Orange Ants !

The full text of a Flann O’Brien play, presumed lost, was discovered in the 90’s.Written in the 1940’s it sounds astonishingly familiar 🙂

From the dung heap of history

The first act of Rhapsody in Stephen’s Green was among Flann O’Brien’s papers owned by the University of Southern Illinois. But no trace until now had been found of acts two and three and a prologue and epilogue.
The play is in the vein of O’Brien’s columns under the name Myles na gCopaleen (Myles of the Little Horses) for the Irish Times in the 1950s and 1960s, which played merry hell with his countrymen’s pretensions, religious piety, political cant and official ignorance in the use of the English and Irish languages.
The first act deals with the beastly behaviour of bees and act two features avaricious beetles, greedy ducks and dopey crickets with a pronounced Cork accent. Corkmen are traditionally the butt of Dublin jokes.
But it is act three which has fascinating topical resonance. It features a colony of mindlessly driven Orange ants who work themselves into a frenzy against a colony of Green ants until finally their aggression pushes them into suicidal war with Blue ants.
The Orange ants mouth slogans such as: ‘The Awnt State will fieght ond the Awnt State wull be rieght!’. They also declare themselves to be ‘hord-headed ond ready to fieght for the rieght to keep in stap with the Awnt Empiere’.
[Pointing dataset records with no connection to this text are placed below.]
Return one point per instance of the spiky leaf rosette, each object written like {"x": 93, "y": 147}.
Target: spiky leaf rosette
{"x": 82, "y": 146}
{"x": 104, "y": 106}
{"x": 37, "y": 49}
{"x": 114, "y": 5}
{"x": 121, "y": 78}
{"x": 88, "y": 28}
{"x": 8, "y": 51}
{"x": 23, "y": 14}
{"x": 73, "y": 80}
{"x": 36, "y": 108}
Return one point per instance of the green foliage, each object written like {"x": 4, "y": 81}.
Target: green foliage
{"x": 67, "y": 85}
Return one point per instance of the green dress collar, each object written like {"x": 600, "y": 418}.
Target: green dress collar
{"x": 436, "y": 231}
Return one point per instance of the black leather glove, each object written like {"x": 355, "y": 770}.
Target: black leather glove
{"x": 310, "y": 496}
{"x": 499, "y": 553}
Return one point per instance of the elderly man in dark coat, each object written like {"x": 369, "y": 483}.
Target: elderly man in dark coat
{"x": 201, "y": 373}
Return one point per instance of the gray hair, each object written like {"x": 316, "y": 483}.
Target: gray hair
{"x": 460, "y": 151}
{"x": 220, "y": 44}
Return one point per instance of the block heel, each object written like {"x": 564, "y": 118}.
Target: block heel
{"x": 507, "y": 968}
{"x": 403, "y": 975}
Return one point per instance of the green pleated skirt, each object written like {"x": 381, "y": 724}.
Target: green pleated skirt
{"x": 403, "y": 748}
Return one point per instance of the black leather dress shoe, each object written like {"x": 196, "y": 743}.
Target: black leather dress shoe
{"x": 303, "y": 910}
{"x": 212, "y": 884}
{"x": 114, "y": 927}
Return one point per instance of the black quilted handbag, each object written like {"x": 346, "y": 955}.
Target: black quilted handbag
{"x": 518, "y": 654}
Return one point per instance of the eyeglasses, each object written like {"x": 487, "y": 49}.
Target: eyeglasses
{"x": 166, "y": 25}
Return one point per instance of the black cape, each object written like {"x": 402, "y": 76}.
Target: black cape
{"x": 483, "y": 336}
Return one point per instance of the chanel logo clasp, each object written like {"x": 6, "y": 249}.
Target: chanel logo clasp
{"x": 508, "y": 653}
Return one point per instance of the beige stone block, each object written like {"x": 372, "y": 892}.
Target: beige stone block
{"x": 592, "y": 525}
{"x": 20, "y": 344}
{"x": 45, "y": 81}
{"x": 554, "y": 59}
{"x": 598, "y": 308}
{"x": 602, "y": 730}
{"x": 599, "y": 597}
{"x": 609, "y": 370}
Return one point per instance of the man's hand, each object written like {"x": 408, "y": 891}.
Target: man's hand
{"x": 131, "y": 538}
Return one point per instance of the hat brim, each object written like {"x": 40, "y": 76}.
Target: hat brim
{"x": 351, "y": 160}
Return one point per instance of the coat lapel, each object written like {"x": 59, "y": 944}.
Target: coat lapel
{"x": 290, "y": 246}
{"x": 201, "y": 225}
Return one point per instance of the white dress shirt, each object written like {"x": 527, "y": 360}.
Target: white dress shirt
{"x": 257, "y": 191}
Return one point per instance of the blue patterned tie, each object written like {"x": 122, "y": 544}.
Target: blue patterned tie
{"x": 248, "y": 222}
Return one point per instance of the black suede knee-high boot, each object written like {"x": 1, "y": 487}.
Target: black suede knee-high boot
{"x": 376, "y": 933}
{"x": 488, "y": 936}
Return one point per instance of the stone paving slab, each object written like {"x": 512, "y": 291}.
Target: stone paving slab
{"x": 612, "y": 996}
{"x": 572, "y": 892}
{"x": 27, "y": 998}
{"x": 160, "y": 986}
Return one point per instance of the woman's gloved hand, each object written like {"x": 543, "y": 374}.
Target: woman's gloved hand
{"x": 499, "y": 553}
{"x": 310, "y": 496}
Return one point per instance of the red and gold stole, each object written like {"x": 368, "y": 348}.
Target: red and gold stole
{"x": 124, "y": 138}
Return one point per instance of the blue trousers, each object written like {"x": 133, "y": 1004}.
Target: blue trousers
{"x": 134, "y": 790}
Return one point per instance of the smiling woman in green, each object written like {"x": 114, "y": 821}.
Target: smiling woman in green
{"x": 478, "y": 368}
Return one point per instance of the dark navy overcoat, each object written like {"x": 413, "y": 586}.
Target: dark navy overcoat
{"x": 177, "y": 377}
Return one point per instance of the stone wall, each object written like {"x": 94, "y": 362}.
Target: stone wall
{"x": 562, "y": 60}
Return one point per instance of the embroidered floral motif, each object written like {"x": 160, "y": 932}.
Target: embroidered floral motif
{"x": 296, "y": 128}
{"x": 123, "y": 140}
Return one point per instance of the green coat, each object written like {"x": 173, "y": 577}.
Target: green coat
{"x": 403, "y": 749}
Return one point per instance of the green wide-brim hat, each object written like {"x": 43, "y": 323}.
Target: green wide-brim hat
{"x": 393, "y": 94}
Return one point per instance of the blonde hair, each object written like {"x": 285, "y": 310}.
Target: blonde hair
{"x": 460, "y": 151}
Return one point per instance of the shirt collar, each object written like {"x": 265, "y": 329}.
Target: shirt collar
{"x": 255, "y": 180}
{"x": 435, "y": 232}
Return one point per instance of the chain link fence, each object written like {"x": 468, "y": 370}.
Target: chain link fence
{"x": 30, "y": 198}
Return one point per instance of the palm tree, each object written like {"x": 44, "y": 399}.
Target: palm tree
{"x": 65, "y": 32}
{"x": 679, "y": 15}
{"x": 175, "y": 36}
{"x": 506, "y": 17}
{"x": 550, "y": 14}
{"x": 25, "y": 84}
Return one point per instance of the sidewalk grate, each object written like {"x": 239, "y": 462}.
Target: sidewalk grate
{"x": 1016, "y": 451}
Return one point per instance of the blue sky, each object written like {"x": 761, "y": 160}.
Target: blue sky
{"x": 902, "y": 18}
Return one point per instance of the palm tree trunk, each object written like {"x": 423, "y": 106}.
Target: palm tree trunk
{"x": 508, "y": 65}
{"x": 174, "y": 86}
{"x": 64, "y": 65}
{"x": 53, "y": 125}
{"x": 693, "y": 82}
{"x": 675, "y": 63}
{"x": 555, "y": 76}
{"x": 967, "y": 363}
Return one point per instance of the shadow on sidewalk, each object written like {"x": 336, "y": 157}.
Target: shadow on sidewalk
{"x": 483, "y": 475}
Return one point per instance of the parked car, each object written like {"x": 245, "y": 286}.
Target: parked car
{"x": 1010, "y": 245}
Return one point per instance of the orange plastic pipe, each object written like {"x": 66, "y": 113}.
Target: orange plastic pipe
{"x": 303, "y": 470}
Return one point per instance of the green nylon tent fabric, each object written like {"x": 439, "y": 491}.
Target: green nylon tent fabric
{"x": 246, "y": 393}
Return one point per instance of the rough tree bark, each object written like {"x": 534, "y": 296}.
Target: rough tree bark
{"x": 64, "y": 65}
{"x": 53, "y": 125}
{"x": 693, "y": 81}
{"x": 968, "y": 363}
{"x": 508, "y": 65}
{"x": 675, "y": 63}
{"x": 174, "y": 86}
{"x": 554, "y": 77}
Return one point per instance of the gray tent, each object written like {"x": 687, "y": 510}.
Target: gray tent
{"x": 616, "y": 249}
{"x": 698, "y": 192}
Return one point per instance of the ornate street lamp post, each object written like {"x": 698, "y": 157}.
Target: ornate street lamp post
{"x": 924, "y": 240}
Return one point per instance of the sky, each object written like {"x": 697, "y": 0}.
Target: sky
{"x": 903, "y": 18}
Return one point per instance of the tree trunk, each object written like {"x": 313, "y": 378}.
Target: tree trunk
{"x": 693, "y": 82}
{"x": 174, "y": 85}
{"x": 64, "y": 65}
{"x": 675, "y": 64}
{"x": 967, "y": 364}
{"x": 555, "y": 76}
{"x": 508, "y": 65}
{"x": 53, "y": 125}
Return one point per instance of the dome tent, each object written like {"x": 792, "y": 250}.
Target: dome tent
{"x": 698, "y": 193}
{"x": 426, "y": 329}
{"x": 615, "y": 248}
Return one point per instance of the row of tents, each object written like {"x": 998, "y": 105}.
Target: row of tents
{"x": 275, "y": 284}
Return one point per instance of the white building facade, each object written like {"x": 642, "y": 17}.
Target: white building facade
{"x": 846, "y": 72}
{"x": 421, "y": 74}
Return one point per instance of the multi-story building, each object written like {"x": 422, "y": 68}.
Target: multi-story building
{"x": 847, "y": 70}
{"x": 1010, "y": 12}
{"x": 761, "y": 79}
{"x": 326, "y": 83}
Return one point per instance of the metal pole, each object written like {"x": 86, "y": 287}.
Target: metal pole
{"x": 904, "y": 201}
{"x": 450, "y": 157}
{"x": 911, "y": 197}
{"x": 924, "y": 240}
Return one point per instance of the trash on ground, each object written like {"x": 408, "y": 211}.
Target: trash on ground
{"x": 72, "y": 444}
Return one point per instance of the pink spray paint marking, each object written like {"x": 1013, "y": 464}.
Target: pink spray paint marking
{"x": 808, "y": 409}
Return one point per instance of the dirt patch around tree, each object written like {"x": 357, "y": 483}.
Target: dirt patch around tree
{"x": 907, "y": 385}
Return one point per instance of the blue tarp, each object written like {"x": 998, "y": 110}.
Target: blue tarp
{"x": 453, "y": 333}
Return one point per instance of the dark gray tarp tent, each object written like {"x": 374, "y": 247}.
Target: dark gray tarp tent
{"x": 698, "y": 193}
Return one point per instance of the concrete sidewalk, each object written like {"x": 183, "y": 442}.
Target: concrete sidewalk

The phonetic spelling leaves no doubt that we are dealing with Belfast men. O’Brien, a Catholic, was actually born in Ulster, but spent most of his life in Dublin. His real name was Brian O’Nolan.
Before the Southern audience could become too smug, enter a ludicrous figure known as Deevil, transparently the prime minister Eamon de Valera, who is leader of the Green Ants and ready to march across the border to recover his property, which consists of a dead beetle.
There is no mistaking 33-year-old Brian O’Nolan’s bitter disgust with the 1940s world of carnage, greed and cant at home and abroad. But on the literary level the work is rather too parochial and simplistically exuberant to be classed as one of his major works. However it and the context in which it was born – and rapidly snuffed out – gives intriguing insights into neutral Ireland of the 1940s, suffocating in puritanism and insular politics.